End of the Road Festival, Larmer Tree Gardens, Dorset
Americana and magic at the end
Nothing much has changed, down here at the End of the Road. The fairy lights draped over the trees give a more magical sense of perspective; there are framed Victorian photos round the piano in the maze-like gardens, where children, drunken adults or star musicians improvise tunes. There are bigger names in this Americana-rooted festival's fourth year than ever before, attracted, as Neko Case attests on stage, by the feeling that, "It's like someone actually cared that we're doing a show." Whether wandering through strange grottos or watching the bands, rock'n'roll as a disorienting, imaginative, civilising experience remains real here.
It's no coincidence that harmony is a recurring musical theme this year.
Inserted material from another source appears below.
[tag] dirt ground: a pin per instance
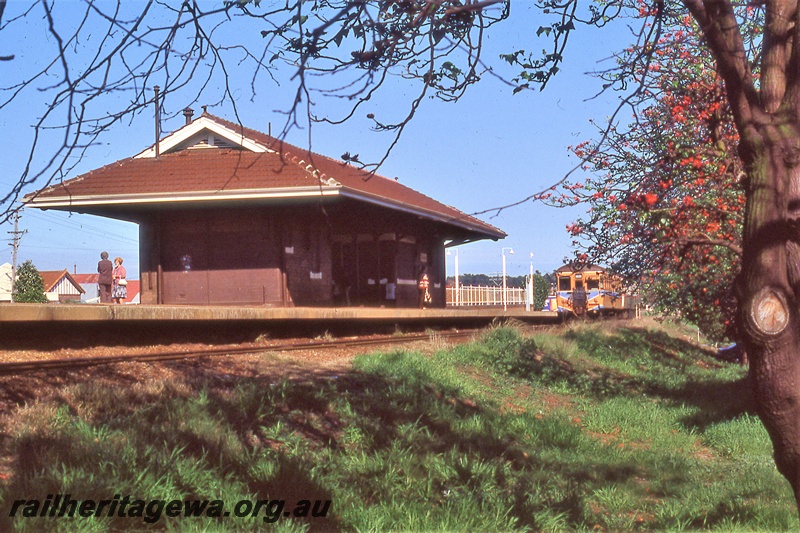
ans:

Brooklyn's Dirty Projectors experiment in time signatures, guitar sounds, and harmonies sounding like sped tape or reversed vinyl grooves, with just enough funk and feeling to reach me. Fleet Foxes' drummer J Tillman is found singing his almost liturgical songs at the back of a tiny tent, where the packed crowd can only hear the slow, occasional notes of his echoing voice when they're close enough to stumble over this bearded young hippie, hunched over his acoustic guitar. It's a more intriguing prospect than Tillman's main band. But Fleet Foxes catch some magic too. Just as a clear night of bright stars is inspiring cosmic thoughts in me, they start a new song about the night sky and our place on the planet. The band's casual chats with the crowd about tea-drinking and clear nerves, despite their success this year, are endearing in a warmer show than their prissy Glastonbury set.
Fleet Foxes' harmonies and sentiments remain too pure for me. Blitzen Trapper hit a sweeter spot when their voices merge, over an easy-going 1970s rock kick that really thrills. And meanwhile, around midnight, there is Josh T Pearson. The great lost talent of this American generation, unheard on record for almost a decade, there is tension, shivering energy and no harmony likely in his lonely voice. He has the beard of a biblical preacher or backwoods gunslinger. Shadows keep settling in a mask over his face, except when his eyes are raised pleading to God. Beginning with U2-style stormy guitar, he rolls out two country songs carved from the form's heart of domestic hurt and fear. He quotes Joy Division's "Love Will Tear Us Apart" on one, and has that band's deep seriousness. When his voice wails, it comes from a deep, desperate place.
A bizarre variety of blues is on offer, too. Bob Log III wears a gold jumpsuit and crash helmet as he implores, "Put your boob in my scotch", during a winningly sleazy display. Sweden's Wildbirds & Peacedrums offer a tribal, twin-drum whomp, while Iowa's William Elliott Whitmore sticks with straight country blues. "The circle was broke before I was born," he sings, of his own hard times, before leaping into a roaring crowd. The young, nervous Scottish folk star Alasdair Roberts simply erases time as he grippingly sings old songs of suffering. Steve Earle does the same with hard luck songs by his Texan mentor Townes Van Zandt, in a comforting statement of community and decent values this crowd understand.
There are disappointments. Beth Jeans Houghton, hyped at the start of the year, seems to be wearing one of the Gardens' roaming peacocks on her head, but is giggling and amateurish. The Duke and the General offer blowhard, over-sung "soul" more than their fine debut album's early 1970s Californian pop sheen.
But there's no room for complaint when I can barely drag myself to The Hold Steady's drunken, sometimes over-dramatic celebration of rock'n'roll itself, because Richmond Fontaine are playing their beautiful losers' songs nearby. I have to tear myself away from the best festival of the year.